W kraju złoty dzisiaj rano przetestował poziom 4 zł za euro. Przyczyniła się do tego wspomniana wcześniej poprawa globalnych nastrojów i odreagowanie EUR/USD, ale też lokalne dane makro. Po wczorajszym rewelacyjnym odczycie PKB za III kwartał inwestorzy dostali dzisiaj kolejną pozytywną niespodziankę. Indeks PMI Markit/HSBC liczony dla Polski wzrósł w listopadzie do 55,9 pkt. z 55,6 pkt. w październiku. W sytuacji, kiedy oczekiwano jego spadku do 54,9 pkt., są to dane, które zapowiadają równie dobry IV kwartał w gospodarce. Dla rynku kluczowe może być to, czy RPP zdecyduje się na posiedzeniu 21-22 grudnia podnieść stopy procentowe. Szacunki resortu finansów, który podał, że w listopadzie inflacja CPI wyniosła najprawdopodobniej 2,8 proc. r/r, czyli tyle, ile w październiku, temu raczej nie sprzyjają.

Reklama



Zresztą po godz. 10:00 Elżbieta Chojna-Duch z RPP stwierdziła, że szacunki resortu finansów sugerują, że procesy inflacyjne są pod kontrolą. Takie słowa mogą ograniczać umocnienie złotego w kolejnych dniach, a wręcz może on znów zacząć tracić na wartości. Zwłaszcza, że sytuacja w Eurolandzie nadal pozostaje napięta i bez radykalnych rozwiązań w postaci dodatkowych gwarancji w europejskim mechanizmie stabilizacyjnym (ma on ratować kraje mające problemy), trend na EUR/USD trwale się nie odwróci.

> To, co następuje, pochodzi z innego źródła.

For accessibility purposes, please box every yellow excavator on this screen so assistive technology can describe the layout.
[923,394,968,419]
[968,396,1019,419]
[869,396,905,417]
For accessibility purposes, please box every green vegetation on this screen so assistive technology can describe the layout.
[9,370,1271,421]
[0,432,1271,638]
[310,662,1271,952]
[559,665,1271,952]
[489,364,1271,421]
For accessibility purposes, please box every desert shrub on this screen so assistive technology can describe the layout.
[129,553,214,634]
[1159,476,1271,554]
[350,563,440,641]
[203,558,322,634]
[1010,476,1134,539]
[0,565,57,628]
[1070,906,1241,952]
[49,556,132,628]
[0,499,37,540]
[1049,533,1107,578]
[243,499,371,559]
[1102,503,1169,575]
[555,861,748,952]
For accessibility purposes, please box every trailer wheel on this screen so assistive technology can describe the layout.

EUR/PLN: Nie udało się zejść poniżej poziomu 4.00. To sygnał, iż impuls aprecjacyjny już się wyczerpał i możemy wracać w okolice 4,05 w kolejnych dniach. Kluczowe będzie tutaj zachowanie się EUR/USD. Kolejna fala spadkowa na EUR/USD natychmiast przełoży się na silny ruch w górę na EUR/PLN.

Reklama

USD/PLN: Zejście poniżej 3,10 jeszcze wczoraj wieczorem, było sygnałem, że poziom ten stał się na powrót wyraźnym oporem. Dzisiaj rano zbliżyliśmy się w okolice 3,05. Ich naruszenie będzie zależeć od zachowania się EUR/USD. Będzie to jednocześnie sygnałem naruszenia linii trendu wzrostowego pociągniętej od 22 listopada. Wydaje się, że taki scenariusz jest mało prawdopodobny i do wieczora wrócimy powyżej 3,10.

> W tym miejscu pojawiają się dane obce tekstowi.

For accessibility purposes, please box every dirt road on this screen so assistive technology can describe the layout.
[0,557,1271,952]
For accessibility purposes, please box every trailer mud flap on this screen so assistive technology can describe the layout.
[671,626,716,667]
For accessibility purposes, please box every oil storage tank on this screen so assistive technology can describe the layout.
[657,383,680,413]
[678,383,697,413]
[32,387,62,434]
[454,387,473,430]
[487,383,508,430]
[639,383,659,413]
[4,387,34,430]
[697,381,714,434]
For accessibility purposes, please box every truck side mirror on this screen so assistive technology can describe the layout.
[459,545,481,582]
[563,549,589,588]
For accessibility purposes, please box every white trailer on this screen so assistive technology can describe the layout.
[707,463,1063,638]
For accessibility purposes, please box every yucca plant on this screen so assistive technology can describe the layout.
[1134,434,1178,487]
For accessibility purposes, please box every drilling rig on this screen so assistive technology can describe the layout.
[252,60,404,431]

EUR/USD: Łatwo jest założyć, że rejon 1,2950-1,3000 spełnił swoją rolę jako wsparcie, a zignorowanie ostrzeżeń względem Portugalii jest sygnałem, że strona popytowa na EUR zaczyna mieć przewagę. Bo ruch w górę może być równie dobrze wynikiem pokrywania krótkich pozycji w EUR/USD, co może być bardziej prawdopodobne. Rynek potrzebuje przekonywujących informacji z Eurolandu, a tych na razie nie ma. Stąd też lepiej dość ostrożnie podchodzić do możliwości wyjścia dzisiaj powyżej poziomu 1,31. W kolejnych godzinach prawdopodobny jest spadek poniżej 1,30 i ponowny test 1,2950.

GBP/USD: Wyraźnie lepszy odczyt indeksu PMI CIPS dla przemysłu – wzrost w listopadzie aż do 58 pkt., wyraźnie wsparł funta po godz. 10:30. To potwierdza pozytywną wymowę wczorajszego odbicia od wsparcia na 1,55. Zwyżka może być jednak ograniczona przez opór na 1,5650. W średnim terminie nadal obowiązuje trend spadkowy.